It was a very ordinary night in September in 2011 and I was driving home from work at about 10 p.m. I was working in insurance and had worked overtime that day due to a hurricane. I had nothing to do at home so I figured, “Why not make the extra money?”
There were no little kids at home waiting for me. My dogs were there. My husband was there, but overall no one needed me there.
It had been just over three months since we buried our stillborn son and even though I was driving home on a road I knew well, I was still so very lost.
I told myself that this would be the day. This would be the first day I didn’t go to the cemetery. You see, I went every day. With the exception of a weekend we spent at the beach in an attempt to get away, I had been every day since we buried him.
You could say it was obsessive. I was very afraid that if I didn’t go, I would forget him. I felt like it was the only thing I could do for him as a parent. I could show up. That’s it. So every day, I went.

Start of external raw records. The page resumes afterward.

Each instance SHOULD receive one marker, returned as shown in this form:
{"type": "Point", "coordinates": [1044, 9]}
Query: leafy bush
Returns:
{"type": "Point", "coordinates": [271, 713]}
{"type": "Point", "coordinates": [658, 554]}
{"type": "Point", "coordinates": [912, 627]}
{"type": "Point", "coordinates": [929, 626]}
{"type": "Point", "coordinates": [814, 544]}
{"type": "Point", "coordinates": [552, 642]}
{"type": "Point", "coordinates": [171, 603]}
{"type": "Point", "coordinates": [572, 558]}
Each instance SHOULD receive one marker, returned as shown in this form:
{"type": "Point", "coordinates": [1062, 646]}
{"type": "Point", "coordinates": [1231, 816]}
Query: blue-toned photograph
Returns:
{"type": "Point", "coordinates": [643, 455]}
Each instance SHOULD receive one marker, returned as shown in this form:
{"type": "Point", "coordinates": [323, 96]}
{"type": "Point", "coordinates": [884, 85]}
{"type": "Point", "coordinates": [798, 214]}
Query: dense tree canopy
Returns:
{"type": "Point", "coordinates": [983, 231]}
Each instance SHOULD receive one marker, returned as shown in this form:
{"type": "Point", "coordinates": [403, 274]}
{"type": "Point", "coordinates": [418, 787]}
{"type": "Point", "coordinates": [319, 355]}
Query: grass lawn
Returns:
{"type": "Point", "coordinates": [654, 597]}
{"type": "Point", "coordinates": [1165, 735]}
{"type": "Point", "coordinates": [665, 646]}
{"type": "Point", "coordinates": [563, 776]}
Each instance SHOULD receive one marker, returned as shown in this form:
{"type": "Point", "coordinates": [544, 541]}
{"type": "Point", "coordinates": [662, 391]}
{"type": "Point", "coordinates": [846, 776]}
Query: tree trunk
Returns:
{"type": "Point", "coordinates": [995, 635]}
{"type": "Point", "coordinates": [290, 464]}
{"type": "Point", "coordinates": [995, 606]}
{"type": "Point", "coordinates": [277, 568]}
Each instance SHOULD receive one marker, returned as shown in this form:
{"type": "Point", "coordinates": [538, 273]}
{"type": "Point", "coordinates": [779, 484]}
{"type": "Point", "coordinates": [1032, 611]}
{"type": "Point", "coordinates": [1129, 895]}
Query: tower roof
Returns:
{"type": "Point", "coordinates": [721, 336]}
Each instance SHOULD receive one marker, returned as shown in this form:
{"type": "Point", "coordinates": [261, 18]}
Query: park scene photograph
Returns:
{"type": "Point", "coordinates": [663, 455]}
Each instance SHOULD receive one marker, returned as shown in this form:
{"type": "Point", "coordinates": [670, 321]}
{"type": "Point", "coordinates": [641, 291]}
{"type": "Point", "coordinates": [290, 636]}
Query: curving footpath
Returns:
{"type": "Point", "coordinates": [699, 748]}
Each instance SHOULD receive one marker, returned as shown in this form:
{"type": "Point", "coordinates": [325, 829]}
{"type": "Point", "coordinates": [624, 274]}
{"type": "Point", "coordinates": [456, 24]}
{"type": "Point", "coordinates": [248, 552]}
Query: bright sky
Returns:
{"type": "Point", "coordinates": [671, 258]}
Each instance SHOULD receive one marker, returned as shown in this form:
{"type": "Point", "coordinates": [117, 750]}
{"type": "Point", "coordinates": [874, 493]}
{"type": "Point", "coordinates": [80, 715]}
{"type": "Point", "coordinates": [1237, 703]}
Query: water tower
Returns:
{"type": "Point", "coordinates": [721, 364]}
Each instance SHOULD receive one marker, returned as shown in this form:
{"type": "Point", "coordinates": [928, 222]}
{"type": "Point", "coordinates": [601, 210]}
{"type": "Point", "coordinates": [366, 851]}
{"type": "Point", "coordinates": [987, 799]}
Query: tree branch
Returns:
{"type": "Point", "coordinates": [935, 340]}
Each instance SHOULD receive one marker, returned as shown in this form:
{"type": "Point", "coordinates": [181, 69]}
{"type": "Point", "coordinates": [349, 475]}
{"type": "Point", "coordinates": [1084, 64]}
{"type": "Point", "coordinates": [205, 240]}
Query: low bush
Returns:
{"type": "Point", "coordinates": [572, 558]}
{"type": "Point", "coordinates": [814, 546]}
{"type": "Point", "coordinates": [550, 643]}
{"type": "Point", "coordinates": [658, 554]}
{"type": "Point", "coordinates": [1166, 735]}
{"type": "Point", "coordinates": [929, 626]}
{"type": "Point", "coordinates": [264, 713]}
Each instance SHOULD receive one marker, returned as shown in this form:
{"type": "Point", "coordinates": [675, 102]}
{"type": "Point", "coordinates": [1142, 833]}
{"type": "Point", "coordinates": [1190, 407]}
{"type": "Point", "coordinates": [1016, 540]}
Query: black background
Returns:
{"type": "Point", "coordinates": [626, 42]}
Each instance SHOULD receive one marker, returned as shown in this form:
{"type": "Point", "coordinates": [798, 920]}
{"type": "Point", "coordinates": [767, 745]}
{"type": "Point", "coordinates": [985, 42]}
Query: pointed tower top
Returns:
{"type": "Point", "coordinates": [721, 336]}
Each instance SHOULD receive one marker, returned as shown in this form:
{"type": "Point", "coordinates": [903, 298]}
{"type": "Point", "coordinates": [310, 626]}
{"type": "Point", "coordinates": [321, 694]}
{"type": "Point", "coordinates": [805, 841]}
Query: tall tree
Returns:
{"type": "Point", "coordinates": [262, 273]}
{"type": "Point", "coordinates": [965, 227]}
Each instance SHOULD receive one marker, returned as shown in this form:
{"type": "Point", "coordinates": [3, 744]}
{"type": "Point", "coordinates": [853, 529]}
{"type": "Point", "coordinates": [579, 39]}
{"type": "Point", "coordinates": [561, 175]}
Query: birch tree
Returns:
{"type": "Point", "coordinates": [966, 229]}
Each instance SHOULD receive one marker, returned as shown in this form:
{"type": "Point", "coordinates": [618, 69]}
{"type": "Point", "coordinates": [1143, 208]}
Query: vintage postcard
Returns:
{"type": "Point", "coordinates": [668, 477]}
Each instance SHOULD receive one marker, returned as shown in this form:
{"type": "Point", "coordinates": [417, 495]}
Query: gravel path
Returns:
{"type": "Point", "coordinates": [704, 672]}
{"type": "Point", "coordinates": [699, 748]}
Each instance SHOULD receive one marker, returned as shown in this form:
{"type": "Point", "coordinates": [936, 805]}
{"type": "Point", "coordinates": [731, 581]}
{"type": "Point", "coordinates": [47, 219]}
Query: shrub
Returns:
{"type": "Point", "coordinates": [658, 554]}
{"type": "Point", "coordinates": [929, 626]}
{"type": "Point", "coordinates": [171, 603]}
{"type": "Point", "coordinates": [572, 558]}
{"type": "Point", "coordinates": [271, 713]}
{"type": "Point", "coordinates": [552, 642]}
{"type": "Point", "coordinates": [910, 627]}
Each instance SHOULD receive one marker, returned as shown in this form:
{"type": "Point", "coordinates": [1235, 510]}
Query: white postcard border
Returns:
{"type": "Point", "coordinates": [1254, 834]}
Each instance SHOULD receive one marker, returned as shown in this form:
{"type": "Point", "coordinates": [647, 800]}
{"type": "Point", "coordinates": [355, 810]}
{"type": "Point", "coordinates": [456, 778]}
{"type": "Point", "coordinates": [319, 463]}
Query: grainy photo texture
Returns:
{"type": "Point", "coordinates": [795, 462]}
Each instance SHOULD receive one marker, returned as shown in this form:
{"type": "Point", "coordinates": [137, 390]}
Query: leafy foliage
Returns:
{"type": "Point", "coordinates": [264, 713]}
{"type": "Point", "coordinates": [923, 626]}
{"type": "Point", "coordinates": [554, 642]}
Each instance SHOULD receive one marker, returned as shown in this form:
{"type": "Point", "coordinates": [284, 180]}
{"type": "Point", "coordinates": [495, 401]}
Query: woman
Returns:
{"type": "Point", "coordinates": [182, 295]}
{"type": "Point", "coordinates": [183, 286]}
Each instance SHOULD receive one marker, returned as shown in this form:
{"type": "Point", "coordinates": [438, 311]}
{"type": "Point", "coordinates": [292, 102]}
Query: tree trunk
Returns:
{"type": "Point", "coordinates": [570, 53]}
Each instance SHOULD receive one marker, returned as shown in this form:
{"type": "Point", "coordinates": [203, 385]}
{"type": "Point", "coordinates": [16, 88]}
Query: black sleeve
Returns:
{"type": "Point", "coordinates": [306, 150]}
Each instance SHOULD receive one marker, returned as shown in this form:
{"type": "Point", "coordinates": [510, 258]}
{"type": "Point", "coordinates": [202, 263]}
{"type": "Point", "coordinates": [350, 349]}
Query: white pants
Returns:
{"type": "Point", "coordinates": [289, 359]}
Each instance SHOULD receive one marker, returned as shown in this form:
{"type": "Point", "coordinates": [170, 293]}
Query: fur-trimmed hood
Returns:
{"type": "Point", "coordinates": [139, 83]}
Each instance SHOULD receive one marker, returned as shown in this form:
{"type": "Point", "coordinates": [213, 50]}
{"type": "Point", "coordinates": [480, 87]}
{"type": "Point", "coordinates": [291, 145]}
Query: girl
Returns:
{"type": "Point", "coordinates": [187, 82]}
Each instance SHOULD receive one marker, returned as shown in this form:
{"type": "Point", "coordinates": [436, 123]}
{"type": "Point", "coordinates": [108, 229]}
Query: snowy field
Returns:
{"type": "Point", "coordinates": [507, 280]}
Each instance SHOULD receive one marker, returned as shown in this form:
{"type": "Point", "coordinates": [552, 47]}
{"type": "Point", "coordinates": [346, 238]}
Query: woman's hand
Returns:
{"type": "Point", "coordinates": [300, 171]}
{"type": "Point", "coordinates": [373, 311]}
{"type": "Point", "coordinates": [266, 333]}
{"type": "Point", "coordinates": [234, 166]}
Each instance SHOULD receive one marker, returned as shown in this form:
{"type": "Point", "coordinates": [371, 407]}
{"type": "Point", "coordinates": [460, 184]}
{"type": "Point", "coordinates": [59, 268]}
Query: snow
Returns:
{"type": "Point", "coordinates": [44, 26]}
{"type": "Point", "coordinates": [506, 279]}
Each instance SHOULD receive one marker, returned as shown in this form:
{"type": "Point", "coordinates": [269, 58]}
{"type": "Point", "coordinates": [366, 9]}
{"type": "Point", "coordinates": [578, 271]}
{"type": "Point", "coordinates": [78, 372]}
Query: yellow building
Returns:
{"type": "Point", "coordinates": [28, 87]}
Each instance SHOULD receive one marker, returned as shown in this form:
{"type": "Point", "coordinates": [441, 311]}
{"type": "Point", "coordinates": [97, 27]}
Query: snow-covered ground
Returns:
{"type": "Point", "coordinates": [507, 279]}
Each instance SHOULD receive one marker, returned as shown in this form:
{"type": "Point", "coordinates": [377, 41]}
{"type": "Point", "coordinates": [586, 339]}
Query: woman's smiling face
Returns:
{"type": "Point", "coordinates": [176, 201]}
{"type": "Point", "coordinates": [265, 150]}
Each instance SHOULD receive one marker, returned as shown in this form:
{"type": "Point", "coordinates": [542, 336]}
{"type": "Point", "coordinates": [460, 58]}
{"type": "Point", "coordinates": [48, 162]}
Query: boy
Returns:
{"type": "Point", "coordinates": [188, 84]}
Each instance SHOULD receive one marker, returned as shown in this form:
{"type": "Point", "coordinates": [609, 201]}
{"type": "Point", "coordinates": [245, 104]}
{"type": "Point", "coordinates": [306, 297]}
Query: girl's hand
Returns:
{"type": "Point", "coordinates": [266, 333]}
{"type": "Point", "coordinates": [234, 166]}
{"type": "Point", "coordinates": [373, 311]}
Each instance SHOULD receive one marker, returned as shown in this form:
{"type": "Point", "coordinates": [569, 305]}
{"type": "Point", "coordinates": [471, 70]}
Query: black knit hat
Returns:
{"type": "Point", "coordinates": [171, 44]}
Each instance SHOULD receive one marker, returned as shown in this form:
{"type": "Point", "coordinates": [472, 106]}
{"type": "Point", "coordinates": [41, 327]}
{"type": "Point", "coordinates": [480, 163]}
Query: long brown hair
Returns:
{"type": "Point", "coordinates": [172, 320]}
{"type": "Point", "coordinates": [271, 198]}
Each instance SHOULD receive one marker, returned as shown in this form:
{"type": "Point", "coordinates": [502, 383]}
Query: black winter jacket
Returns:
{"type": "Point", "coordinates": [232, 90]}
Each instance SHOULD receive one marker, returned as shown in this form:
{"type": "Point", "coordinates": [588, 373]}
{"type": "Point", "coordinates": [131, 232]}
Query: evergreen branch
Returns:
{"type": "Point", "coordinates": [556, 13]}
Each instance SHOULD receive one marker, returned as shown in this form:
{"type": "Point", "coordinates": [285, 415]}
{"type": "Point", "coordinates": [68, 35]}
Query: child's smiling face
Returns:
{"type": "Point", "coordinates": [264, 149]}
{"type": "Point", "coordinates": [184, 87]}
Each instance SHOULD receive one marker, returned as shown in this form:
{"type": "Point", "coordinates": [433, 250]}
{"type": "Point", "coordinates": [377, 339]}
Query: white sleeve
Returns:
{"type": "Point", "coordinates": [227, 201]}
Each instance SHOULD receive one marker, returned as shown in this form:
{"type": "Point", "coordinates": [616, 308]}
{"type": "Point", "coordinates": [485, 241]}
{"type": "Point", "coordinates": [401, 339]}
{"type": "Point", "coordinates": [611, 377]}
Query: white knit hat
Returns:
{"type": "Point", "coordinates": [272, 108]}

When I started working full time a month earlier, I started going after work. But now it was late at night. Was it even open? Would it be creepy?
“You can do this,” I told myself. “You don’t have to go. You can just go home.”
But, as I came up to the highway, I veered onto it and made the short drive to the cemetery.
It was actually beautiful at night in the baby section. Loved ones leave solar-powered, garden lights as a nightlights for the babies and children buried there. The lights dotted that section of the cemetery like Christmas lights on an evergreen.
Beautiful as it was, that was the moment I knew I had to figure out how to stop going to the cemetery each day. I was in the cemetery, in the dark after 10 p.m. Who does that?
I actually don’t remember the first day I didn’t go. At the time it was so vitally important for me to take that step, that very tiny step, that I know it was a monumental day. I know it was a day filled with guilt and anguish as I consciously made a decision to move through my grief.
There are a lot of firsts you experience during the first year you lose your child. For me, the first moment I didn’t feel him move inside me, the first time I looked at what was left of my empty stomach, the first morning knowing we wouldn’t take a baby home, the first time you walk into your house after you say goodbye, the first time you walk into their room, the first week, the first month, the first holiday (every first holiday), the first trip to Target…You get the point.
Every experience you have brings new emotion to your grief, but it also helps you to live through it. Those firsts that happen just because they are a part of life are one thing. But those firsts where you have to make the decision to move are something completely different.
Those firsts, the ones that are your decision, are so important in the beginning because as much as they hurt, they are usually the ones that will help you learn to live again.
Over five years later and I’m still having firsts. They are few and far between now but they happen.
This year was the first year that I skipped the Walk To Remember, which is an annual walk coordinated by volunteers to remember babies that have been miscarried, stillborn or lost after they were born. It always happens in October since this month is National Pregnancy & Infant Loss Awareness Month and we have always attended.
This year my son was sick. He had a 102 temperature and I decided that it wouldn’t be in his best interest to take him out. It was the first time I didn’t go to the walk, which would have been our sixth.
It felt awful, but it was one of those conscious decisions that I made to move forward. I picked between my two kids and the one who needed me more won. It wasn’t the first time I had done that, but each time it happens I still feel horribly guilty and it weighs heavily on my heart.
There are so few things I can “do” for Alexander now. Going somewhere for him feels like the easiest thing to do. But, unlike after he first died, there are little kids waiting for me at home now. So this walk had to be the first one I missed.
One of my favorite quotes says, “Grief never ends, but it changes. It’s a passage, not a place to stay. Grief is not a sign of weakness, nor lack of faith. It is the price of love.”
More than five years later, I am no longer lost. I know which decisions I have to make in order to move forward. Today my firsts usually move me farther away from Alexander but they always reinforce how he now lives in my heart versus any action or event. That’s one place he will always stay and always be first.